Looking around, I saw I was not the only frog.  There were many others, all surrounded by excited humanoids.  It looked like they were preparing for some sort of competition.

My captors seemed to be having an argument.  We’ll call him “Hoppy!” the tall one declared.

Oh my, not Hoppy, I thought to myself.

“No way,” the smaller one replied.  “I think he looks like a big hitter.  Let’s call him Manny.”

I didn’t get the connection, but Manny sure sounded better than Hoppy, and Manny it was, as the taller humanoid quickly agreed that I looked like a Manny.

Suddenly a hush came over the crowd.  It appeared the competition was about to begin.

The short humanoid picked me up and began an earnest nose-to-nose conversation.  “Manny,” he said, “this is your big day.  You are going to be in a jumping contest.”

I stared back at him, unblinking, and said nothing.

“If you win,” he said, “I will share my ice cream with you.”

Ice cream!  Why would I want ice cream?  Some tender young mosquitoes would be fine, but ice cream?  Where was this silly humanoid coming from?

The crowd gathered around closely now.  Frog # 1 was ready to jump.  He was a big dude.  Someone said he was brought in from North Hampton to make us Rye frogs look bad.

His humanoid trainer placed him on the starting line and waited.  Nothing happened.  After a short time the trainer poked him on his back with his finger. “Jump!” he commanded, and Frog #1 leapt into the air.

“Not bad!” someone in the crowd declared. “Two feet, eleven inches.”

It looked pretty good to me.  I doubted I could do as well.

Frog #2 was brought in.  He looked angry.  I was sure he would make a huge jump, probably to show up that North Hampton ringer.  When placed on the starting line he needed no encouragement.  He hunched down on his hind feet and then hurled himself forward.

“Wow!” shouted someone behind me.  “Three feet, four inches!" came the call.

My captor put me on the ground for a moment, and I looked around to see if I could make a fast exit.  All I could see in every direction were humongous humanoid feet.  Better not chance it, I decided.

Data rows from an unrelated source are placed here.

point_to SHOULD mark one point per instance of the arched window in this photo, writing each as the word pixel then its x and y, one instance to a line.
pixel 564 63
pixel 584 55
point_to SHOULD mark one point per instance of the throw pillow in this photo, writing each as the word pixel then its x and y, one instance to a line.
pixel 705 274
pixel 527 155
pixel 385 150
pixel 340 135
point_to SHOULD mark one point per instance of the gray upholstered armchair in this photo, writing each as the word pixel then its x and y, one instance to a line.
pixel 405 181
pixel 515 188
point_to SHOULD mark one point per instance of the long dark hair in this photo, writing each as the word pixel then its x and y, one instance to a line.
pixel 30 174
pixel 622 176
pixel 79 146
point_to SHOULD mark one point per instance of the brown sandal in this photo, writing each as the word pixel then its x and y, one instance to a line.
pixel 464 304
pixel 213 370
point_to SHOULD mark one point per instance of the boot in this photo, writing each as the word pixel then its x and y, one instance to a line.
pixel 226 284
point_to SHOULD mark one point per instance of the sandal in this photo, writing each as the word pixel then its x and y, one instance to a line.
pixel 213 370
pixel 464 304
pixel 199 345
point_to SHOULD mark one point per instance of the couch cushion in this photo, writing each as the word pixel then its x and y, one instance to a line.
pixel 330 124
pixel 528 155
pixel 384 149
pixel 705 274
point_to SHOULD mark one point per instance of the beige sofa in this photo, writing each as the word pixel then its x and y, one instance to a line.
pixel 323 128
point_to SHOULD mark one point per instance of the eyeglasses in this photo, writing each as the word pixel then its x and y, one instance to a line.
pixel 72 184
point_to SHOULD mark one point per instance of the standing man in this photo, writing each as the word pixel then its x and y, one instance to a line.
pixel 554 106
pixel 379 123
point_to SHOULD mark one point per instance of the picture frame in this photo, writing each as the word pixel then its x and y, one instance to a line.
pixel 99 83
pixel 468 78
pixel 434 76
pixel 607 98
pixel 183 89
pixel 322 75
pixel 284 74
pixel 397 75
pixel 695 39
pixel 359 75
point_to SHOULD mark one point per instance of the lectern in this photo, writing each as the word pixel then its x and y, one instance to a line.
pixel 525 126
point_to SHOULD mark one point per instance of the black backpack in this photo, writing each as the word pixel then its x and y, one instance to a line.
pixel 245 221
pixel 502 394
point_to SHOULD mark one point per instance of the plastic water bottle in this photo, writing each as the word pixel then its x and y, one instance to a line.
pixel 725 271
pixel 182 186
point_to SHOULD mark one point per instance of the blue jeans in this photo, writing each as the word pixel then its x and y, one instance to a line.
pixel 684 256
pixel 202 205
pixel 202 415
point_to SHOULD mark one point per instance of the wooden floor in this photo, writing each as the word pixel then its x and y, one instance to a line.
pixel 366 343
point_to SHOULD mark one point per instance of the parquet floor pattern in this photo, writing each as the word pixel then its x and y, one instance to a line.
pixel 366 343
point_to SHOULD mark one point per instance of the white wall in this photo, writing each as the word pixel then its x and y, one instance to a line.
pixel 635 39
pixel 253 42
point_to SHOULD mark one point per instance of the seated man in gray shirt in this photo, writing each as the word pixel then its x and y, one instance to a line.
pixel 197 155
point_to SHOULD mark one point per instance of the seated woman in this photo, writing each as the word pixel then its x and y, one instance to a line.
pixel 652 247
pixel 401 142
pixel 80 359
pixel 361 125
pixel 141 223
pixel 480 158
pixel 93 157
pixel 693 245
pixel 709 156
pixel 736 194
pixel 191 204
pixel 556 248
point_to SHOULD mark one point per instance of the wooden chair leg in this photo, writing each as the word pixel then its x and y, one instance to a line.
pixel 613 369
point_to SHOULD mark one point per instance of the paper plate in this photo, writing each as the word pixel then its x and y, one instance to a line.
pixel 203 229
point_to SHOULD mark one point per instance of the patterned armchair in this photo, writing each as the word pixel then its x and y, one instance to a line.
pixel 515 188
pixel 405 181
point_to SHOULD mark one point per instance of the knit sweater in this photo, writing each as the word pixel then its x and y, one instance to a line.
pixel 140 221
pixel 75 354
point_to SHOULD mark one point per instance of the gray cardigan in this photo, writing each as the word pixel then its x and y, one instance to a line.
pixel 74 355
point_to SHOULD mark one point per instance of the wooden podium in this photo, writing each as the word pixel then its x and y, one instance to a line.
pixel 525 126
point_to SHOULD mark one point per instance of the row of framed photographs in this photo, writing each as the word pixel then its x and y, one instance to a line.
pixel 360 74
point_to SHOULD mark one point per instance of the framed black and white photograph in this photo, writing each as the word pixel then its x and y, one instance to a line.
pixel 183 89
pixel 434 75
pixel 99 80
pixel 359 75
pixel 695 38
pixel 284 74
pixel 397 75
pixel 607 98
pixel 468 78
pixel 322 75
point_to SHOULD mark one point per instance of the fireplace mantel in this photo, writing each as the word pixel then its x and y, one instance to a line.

I watched intently as several other frogs made their leap for fame.

One did a funny twist in mid air and landed on his side. "Disqualified!" announced that same stern voice that had been giving results.

Another tall and skinny frog made a really great leap, but he did a double somersault before he came down and lost a lot of distance.

"Now it’s our turn,” my captor announced.  He picked me up and brought me to the starting line.

Now, I have never considered myself much of a competitor.  In fact, until being taken against my will from my beautiful pond on the golf course, I didn’t know there was any such thing as competition.  But I have to admit I did feel my juices flowing.

“Come on, Manny!” my humanoid captor was pleading. “Let’s show them all up.  You can do it, Manny.  Please!”

How could I resist?  I decided right then and there that I was going to win that competition.  When I went into my crouch, I could feel the power coursing through my legs.  When I released, I thought I must have wings as I soared skyward.  I could hear the collective gasp go through the gathered throng, and when I hit the ground, I did so with such force that I toppled forward and did a complete flip.

The humanoids clapped and danced as my jump was announced.  “Four feet, seven inches!”

After that there was no time for any ice cream.  But what did I care?  First there was a short celebration with all the humanoids smiling and cheering.

Next came my release.  That's right.  My captors were so happy with me that they carried me back to my pond and the golf course and gently placed me in the water.

If you're a golfer, look me up some time.  I'm the frog with the gold medal around his neck.